Question

Car A is traveling west at 40 mi/h and car B is traveling north at 40 mi/h. Both are headed for the intersection of the two roads. At what rate are the cars approaching each other when car A is 4 mi and car B is 3 mi from the intersection?

Answer 1

Explanation:

It is given that,

    $\frac{dx}{dt}$ = -40 mi/h,     $\frac{dx}{dt}$ = -40 mi/h

The negative sign indicates that x and y are decreasing.

We have to find $\frac{dz}{dt}$. Equation for the given variables according to the Pythagoras theorem is as follows.

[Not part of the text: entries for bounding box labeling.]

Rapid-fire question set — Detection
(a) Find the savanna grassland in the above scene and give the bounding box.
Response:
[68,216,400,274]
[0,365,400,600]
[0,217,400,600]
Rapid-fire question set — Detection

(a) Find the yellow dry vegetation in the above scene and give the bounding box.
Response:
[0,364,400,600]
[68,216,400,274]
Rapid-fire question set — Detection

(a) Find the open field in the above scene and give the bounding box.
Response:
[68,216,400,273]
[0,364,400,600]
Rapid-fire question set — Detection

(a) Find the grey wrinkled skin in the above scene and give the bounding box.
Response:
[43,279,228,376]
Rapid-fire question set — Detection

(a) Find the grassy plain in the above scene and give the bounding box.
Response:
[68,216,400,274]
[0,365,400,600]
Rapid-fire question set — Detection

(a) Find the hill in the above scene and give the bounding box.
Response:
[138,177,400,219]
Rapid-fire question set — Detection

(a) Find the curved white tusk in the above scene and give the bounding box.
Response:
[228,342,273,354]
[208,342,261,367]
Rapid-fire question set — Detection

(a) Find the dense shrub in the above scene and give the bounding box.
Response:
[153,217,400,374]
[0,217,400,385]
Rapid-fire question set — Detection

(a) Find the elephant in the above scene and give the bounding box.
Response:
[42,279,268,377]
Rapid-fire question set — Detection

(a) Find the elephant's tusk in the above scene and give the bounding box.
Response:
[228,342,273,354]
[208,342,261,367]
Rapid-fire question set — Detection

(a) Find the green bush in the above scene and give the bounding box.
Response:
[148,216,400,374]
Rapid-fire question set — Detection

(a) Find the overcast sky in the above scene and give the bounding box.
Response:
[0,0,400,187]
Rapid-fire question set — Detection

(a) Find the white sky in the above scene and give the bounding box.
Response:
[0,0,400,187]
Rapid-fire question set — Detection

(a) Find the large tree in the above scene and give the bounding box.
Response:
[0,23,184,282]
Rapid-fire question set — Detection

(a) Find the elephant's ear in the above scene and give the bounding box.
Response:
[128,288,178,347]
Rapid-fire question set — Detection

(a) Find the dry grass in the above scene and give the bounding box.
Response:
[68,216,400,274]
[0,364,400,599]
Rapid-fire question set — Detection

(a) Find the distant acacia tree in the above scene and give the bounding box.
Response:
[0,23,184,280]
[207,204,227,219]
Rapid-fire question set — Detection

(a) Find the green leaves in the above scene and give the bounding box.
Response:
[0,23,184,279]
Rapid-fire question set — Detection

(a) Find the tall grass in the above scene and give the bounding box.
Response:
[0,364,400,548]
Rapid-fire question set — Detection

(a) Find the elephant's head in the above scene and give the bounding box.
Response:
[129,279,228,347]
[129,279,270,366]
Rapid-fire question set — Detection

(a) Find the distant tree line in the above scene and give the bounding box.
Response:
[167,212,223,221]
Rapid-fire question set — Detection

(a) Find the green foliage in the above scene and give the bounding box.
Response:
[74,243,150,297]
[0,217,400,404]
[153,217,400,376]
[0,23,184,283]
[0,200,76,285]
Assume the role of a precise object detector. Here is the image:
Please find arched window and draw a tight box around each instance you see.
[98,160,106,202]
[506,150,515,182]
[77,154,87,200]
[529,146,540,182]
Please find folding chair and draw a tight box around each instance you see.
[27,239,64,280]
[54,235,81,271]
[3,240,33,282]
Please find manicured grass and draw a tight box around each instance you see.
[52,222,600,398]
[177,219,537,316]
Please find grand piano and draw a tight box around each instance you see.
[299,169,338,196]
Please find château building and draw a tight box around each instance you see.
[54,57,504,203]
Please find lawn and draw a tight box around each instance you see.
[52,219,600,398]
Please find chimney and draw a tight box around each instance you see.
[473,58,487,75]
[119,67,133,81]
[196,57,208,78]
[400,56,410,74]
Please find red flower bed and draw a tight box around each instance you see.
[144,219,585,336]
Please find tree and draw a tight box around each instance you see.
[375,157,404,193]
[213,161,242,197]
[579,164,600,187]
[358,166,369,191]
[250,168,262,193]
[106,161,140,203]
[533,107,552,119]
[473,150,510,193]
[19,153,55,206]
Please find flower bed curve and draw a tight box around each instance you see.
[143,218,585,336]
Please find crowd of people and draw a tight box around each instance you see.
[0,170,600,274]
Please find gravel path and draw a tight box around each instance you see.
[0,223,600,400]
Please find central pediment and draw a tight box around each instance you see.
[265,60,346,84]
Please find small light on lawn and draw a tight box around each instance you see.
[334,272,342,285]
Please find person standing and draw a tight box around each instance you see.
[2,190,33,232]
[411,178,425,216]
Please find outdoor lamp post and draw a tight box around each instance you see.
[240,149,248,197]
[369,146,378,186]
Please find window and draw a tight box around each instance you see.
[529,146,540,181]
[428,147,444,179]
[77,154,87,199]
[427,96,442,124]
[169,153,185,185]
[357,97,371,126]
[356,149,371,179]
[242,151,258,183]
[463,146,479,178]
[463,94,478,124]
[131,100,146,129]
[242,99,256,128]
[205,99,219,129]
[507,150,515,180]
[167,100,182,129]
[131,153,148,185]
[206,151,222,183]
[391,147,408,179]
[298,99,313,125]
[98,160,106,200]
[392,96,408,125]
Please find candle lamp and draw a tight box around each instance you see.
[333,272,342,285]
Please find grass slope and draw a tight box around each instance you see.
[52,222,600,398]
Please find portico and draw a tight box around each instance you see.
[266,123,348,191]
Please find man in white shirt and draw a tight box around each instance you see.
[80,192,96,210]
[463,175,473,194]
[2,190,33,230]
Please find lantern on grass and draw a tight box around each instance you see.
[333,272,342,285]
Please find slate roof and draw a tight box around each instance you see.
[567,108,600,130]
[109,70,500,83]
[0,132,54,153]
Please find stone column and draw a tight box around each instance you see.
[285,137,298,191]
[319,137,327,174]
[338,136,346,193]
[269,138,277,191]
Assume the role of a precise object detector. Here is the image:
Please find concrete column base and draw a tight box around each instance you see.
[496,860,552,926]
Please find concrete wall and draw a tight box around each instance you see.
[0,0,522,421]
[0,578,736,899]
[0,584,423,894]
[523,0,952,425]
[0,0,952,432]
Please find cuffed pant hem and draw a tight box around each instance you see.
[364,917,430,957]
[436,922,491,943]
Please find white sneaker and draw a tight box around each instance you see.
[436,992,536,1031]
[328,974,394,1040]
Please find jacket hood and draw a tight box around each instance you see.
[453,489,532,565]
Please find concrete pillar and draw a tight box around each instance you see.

              $z^{2} = x^{2} + y^{2}$

Now, we will differentiate each side w.r.t 't' as follows.

        $2z\frac{dz}{dt} = 2x\frac{dx}{dt} + 2y\frac{dy}{dt}$

or,          $\frac{dz}{dt} = \frac{1}{z}(x\frac{dx}{dt} + y\frac{dy}{dt})$

So, when x = 4 mi, and y = 3 mi then z = 5 mi.

As,       $\frac{dz}{dt} = \frac{1}{z}(x\frac{dx}{dt} + y\frac{dy}{dt})$

                       = $\frac{1}{5}(4 \times (-40) + 3 \times (-40))$

                       = $\frac{-140 - 120}{5}$

                       = 52

Thus, we can conclude that the cars are approaching at a rate of 52 mi/h.